5. In the same way that troubled adolescents are sometimes deeply affected by music or poetry, they can be drawn into obsessive or even potentially dangerous relationships online. Parents can't protect teenagers completely from the dangers of the online world any more than they can completely protect them offline. It's always smart to watch kids for signs of trouble - fatigue, moodiness, withdrawal, deceit - and to get help if you find them. It's also smart to remember that an infinitesimal number of kids have ever been harmed online - that it is a profoundly safe medium to explore and use.
6. America is a violent country. Since World War II, more than a million Americans have been killed by guns. In many urban neighborhoods, despite lower crime rates, the leading cause of death for minority males is still a bullet. Assault weapons and rifles are readily available. Wal-Mart won't sell unedited Nirvana, but it will sell knives and rifles, and handgun ammunition by special order.
Whether parents favor gun control or not, they need to teach their children how to deal with graphic imagery like the LA bank shootout, which can crop up on any TV at any time, as well as on radio newscasts, newsmagazines, or on the Net. There is no universal standard for what kind of violence is too much. Parents have to talk about it with their children, help gauge their tolerance.
7. Common-sense rules apply when dealing with new media and technology. Kids should be shown educational or other Web sites that parents like, and be encouraged to visit them. But parents need to understand that one of the inevitable consequences of the information revolution is that they can't completely protect or isolate their kids. And they also need to understand that the temptation to ban TVs or computers from the house is a profound one, with lots of economic, employment, social, and educational consequences down the road. Kids need to use this stuff. Their jobs and educational opportunities may literally depend on it.

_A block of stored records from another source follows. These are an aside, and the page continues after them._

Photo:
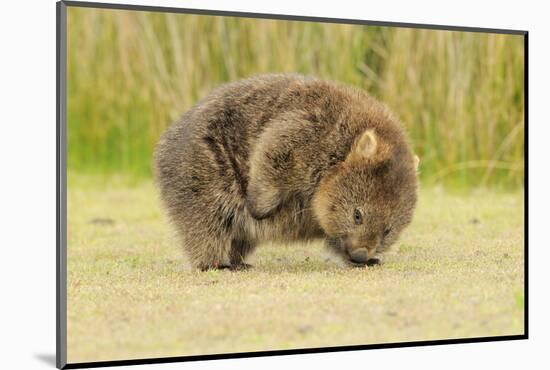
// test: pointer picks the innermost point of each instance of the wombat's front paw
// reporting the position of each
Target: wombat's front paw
(369, 262)
(240, 267)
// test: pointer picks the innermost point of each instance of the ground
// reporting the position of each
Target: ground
(456, 272)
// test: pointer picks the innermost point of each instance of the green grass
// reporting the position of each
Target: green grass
(130, 74)
(457, 272)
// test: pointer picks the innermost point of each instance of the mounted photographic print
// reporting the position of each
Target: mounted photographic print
(235, 184)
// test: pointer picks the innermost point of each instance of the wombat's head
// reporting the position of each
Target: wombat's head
(365, 203)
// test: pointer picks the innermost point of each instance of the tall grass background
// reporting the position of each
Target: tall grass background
(130, 74)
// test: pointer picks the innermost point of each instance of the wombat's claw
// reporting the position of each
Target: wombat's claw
(240, 267)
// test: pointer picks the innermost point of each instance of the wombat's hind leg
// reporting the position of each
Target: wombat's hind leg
(238, 252)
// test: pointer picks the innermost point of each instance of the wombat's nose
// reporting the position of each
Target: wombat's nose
(359, 255)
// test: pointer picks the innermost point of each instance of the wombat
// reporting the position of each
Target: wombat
(286, 157)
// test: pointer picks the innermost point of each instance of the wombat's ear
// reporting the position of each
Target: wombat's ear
(416, 162)
(367, 144)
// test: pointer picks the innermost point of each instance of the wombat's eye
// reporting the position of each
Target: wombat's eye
(357, 216)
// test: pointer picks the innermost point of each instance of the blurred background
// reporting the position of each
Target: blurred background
(130, 74)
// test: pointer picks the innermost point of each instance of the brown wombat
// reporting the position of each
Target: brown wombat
(286, 157)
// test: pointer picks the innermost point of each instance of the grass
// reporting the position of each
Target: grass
(130, 74)
(456, 273)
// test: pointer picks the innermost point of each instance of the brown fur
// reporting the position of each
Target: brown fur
(285, 157)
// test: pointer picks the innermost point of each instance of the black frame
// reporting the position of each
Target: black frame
(61, 186)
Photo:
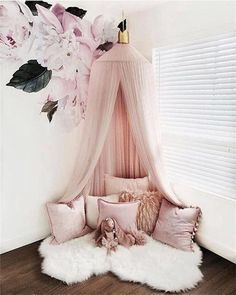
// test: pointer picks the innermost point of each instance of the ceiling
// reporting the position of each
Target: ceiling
(111, 8)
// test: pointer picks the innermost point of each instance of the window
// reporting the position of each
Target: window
(196, 86)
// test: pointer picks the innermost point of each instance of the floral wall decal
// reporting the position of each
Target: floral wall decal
(62, 46)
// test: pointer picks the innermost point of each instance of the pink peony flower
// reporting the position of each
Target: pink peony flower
(15, 30)
(58, 44)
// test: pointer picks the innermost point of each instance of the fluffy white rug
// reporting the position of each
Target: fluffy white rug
(154, 264)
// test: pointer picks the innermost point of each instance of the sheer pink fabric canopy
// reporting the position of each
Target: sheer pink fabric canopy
(120, 134)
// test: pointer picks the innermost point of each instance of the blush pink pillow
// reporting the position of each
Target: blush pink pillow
(115, 185)
(67, 221)
(176, 226)
(124, 213)
(150, 203)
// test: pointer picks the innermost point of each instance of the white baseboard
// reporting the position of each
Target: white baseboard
(22, 240)
(216, 247)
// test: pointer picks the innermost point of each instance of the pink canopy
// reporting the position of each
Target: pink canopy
(120, 134)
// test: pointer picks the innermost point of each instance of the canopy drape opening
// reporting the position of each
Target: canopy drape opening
(120, 135)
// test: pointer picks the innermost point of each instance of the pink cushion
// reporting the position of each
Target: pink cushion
(150, 203)
(92, 208)
(115, 185)
(124, 213)
(176, 226)
(67, 220)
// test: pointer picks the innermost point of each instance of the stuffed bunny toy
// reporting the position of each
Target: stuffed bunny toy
(110, 234)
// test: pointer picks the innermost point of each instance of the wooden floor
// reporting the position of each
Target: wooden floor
(20, 274)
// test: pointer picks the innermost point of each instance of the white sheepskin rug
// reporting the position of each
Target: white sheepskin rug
(157, 265)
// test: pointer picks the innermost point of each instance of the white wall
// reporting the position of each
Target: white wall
(173, 22)
(176, 22)
(37, 160)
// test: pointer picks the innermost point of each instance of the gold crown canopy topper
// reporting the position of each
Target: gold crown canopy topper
(123, 35)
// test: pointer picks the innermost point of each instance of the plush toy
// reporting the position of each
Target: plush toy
(110, 234)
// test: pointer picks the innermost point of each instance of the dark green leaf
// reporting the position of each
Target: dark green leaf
(105, 46)
(31, 77)
(32, 5)
(122, 25)
(76, 11)
(51, 113)
(49, 105)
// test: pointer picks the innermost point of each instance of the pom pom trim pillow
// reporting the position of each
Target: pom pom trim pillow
(148, 210)
(92, 208)
(124, 213)
(176, 226)
(67, 220)
(115, 185)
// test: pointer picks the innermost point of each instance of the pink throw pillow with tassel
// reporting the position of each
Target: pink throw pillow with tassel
(67, 220)
(176, 226)
(124, 213)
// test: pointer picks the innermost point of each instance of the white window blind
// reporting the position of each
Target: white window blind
(196, 86)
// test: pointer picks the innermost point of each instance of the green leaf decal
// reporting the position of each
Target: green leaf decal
(32, 5)
(31, 77)
(49, 105)
(76, 11)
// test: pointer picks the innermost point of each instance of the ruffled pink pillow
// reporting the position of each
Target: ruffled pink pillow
(176, 226)
(115, 185)
(67, 220)
(124, 213)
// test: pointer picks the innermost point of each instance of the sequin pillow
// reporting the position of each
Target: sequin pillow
(176, 226)
(115, 185)
(67, 220)
(148, 210)
(123, 213)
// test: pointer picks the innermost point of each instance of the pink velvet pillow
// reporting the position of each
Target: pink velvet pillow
(115, 185)
(176, 226)
(67, 221)
(124, 213)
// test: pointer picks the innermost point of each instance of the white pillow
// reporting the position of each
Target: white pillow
(114, 185)
(92, 208)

Anybody who tells you that V-chips, blocking software, or ratings systems will reverse the reality of the digital age - that censorship is dead - is trying to pick your pocket. They won't work. You have no alternative but to do it yourself, to get qualified help, and to demand that educators stop whining about the end of literacy and start teaching.
And repeat after me: greedy record producers, TV executives, and Hollywood producers are never going to turn to wholesome, violence- and sex-free programming as long as so many of us are willing to watch and see the other stuff.
For those many parents who feel too busy to monitor their children, here's the bad news: Somebody has to supervise small children when it comes to media, technology, and culture. There's too much of it out there, and it's too uncontrollable for them to navigate alone. If you wait for film and TV producers to return to the world of the Cleavers, you'll be bitterly disappointed.
If children are supervised, if they're given a solid moral ground, if they are taught common-sense rules of safety, they will be able to handle just about anything culture and technology can throw at them as they grow up. Maybe they'll even choose not to see as many violent movies or TV shows as we do. That would really transform culture. By the time they're in their teens, kids will probably be able to make sound decisions, and withstand the occasional unsound ones, without your intervention. They have the right to do so. You will do better if you realize the sad truth that neither journalism nor politics bother to tell you the truth about this stuff. Mostly, both exploit your fears to make themselves appear useful or get themselves elected.
Online or off, there are good things and bad things on the information spectrum. Government can't regulate them any longer, even if we wanted them to, which many of us most passionately do not. Neither can Bennett's Virtue Calendar stickers, V-chips, or CyberNanny.
The moral issue involving children and media remains the same: that so many don't have any access to new technology and media at all. And that so many lack adequate supervision and protection from real perils. Bad schools harm many more of them than the Bud frogs ever will.